Finding and becoming a role model
At NAU, Harmon finally felt like she had models of what her life could look like. But the role model that was most significant to her was one she’d unknowingly been looking up to all her life.
“My mother is a 1999 graduate of the NAU nursing program, and as I thought about how no lone looked like me and that I was looking for a role model, I realized that no one looks more like me than my mother,” she said. “She entered the world of higher education through community colleges off of the reservation and worked tirelessly to make it into a 4-year university to earn her degree. Today, my mother is a great example of shattering expectations for Native American women, pursuing a master’s degree as a family nurse practitioner.”
Finding a role model was an important first step. Now she’s working to make sure she is creating the path that other women of color can follow.
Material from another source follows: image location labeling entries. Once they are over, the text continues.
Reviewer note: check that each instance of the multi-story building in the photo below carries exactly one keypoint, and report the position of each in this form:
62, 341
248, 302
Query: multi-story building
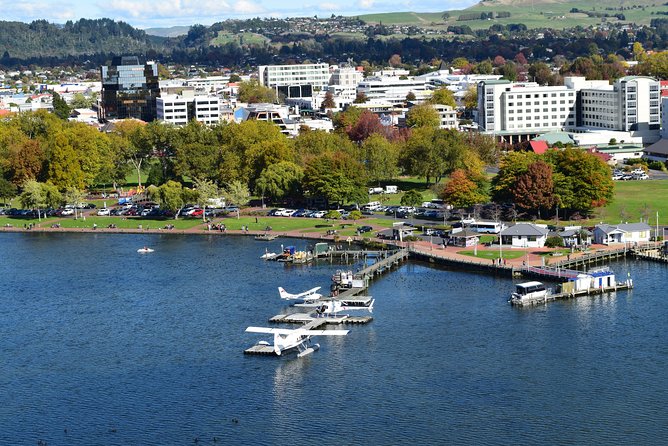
521, 111
179, 109
632, 103
392, 90
129, 90
295, 81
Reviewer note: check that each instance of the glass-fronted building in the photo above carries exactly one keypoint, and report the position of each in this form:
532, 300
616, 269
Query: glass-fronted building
129, 90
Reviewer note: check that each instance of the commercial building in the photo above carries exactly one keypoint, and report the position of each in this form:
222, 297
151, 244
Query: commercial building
295, 81
129, 90
179, 109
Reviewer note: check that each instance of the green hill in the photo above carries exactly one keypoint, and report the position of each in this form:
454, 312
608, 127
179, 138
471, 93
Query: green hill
558, 14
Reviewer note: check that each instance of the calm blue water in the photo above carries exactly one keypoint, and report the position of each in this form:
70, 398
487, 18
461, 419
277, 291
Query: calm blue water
103, 346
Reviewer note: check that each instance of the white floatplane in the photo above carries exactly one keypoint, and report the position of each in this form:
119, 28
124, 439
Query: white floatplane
286, 340
333, 307
306, 296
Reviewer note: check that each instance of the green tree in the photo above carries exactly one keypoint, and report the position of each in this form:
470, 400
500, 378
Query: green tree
380, 157
7, 190
412, 198
279, 181
205, 190
461, 191
60, 107
337, 177
443, 96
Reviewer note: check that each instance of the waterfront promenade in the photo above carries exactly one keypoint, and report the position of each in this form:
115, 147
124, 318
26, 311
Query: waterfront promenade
424, 249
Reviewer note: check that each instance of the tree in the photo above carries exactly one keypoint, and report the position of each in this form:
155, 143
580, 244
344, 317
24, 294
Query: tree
367, 124
205, 190
280, 180
7, 190
412, 198
423, 115
337, 177
380, 158
237, 193
60, 107
252, 92
443, 96
471, 98
328, 102
461, 191
395, 61
360, 98
74, 197
534, 190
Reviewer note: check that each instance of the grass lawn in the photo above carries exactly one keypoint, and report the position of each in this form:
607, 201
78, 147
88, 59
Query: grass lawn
635, 200
493, 254
127, 223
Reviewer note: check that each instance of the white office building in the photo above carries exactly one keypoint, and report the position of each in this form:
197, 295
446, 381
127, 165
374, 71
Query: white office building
392, 90
179, 109
295, 81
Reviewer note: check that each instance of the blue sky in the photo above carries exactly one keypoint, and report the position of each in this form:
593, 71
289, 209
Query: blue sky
163, 13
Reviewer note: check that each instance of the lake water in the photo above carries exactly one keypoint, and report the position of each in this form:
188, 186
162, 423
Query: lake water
104, 346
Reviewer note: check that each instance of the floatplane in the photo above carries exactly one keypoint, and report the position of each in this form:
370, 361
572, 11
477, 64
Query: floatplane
306, 296
288, 340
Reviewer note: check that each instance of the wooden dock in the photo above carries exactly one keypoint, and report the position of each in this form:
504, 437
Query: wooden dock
591, 291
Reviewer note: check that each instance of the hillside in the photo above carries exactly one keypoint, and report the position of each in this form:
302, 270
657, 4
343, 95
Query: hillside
557, 14
174, 31
43, 39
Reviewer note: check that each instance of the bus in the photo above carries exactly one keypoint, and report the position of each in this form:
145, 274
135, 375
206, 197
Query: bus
487, 227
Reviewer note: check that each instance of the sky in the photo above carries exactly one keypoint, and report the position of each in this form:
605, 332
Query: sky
165, 13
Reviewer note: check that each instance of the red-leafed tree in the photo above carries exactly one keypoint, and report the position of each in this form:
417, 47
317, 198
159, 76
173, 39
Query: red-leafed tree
462, 192
533, 190
367, 124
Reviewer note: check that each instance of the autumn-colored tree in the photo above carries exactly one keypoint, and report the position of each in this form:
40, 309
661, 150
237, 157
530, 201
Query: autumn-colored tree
533, 190
367, 124
461, 191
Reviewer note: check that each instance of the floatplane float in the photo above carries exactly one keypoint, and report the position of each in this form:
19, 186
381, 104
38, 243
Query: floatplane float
289, 340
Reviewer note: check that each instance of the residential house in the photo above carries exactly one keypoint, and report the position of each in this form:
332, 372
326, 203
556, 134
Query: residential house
632, 233
524, 235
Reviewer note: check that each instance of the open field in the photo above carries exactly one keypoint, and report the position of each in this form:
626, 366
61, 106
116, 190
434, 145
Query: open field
635, 200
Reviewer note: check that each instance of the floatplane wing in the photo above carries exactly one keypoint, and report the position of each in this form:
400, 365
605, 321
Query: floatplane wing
299, 339
297, 331
307, 295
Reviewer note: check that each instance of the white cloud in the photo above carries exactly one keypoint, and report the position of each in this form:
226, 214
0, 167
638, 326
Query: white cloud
329, 6
166, 8
247, 7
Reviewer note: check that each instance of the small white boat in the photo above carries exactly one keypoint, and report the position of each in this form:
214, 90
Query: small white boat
269, 256
529, 293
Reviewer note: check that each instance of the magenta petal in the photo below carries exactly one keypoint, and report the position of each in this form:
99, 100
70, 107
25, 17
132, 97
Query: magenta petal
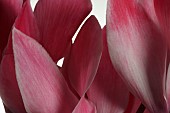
163, 14
133, 104
138, 52
85, 56
108, 91
42, 86
9, 10
58, 20
168, 86
26, 23
85, 106
9, 90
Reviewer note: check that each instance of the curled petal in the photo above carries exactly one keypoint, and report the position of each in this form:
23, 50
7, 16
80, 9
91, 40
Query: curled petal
163, 14
9, 90
58, 20
9, 10
108, 92
8, 85
39, 79
138, 52
85, 106
85, 55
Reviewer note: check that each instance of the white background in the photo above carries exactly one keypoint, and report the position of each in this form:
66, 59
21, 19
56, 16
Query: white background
99, 10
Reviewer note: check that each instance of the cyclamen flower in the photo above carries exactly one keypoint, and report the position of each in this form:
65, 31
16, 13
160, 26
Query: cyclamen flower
134, 38
138, 32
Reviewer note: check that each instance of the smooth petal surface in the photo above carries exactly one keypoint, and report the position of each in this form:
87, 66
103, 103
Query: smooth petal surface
8, 85
163, 14
26, 23
42, 86
168, 86
85, 106
133, 104
9, 10
9, 90
138, 52
108, 92
85, 55
58, 20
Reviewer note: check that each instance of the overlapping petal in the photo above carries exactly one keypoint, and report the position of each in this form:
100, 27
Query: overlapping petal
42, 86
9, 90
58, 20
85, 106
162, 10
133, 104
84, 57
9, 10
138, 52
108, 92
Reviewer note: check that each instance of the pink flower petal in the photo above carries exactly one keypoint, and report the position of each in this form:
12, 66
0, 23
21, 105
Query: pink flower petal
138, 52
108, 91
9, 10
9, 90
168, 86
8, 85
133, 104
26, 23
42, 86
85, 106
163, 14
85, 55
58, 20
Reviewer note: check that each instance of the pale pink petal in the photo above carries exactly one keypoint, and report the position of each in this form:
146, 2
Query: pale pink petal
9, 90
138, 52
58, 20
42, 86
8, 85
163, 14
85, 55
85, 106
9, 10
108, 91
Working both with her tribe and the local ROTC program, she has volunteered with JROTC programs in high schools throughout the state to talk to them about her journey, about the challenges and the victories—she is graduating at the top of her ROTC class with no debt and with a job—and tells girls that they too can shatter the expectations that society has placed on them. If I can do it, her message is, you can too, and there’s a community waiting to help you.
“I am hoping that young Native women in our community can see that you don’t need to run off to some faraway land to defeat the expectations set for you and create a life you can be proud of,” Harmon said. “The only thing I was given prior to starting college was the knowledge that I could do it and knowing that there were ways to achieve what I wanted despite having no head start—the success I’ve found is of my own making, and it is possible.”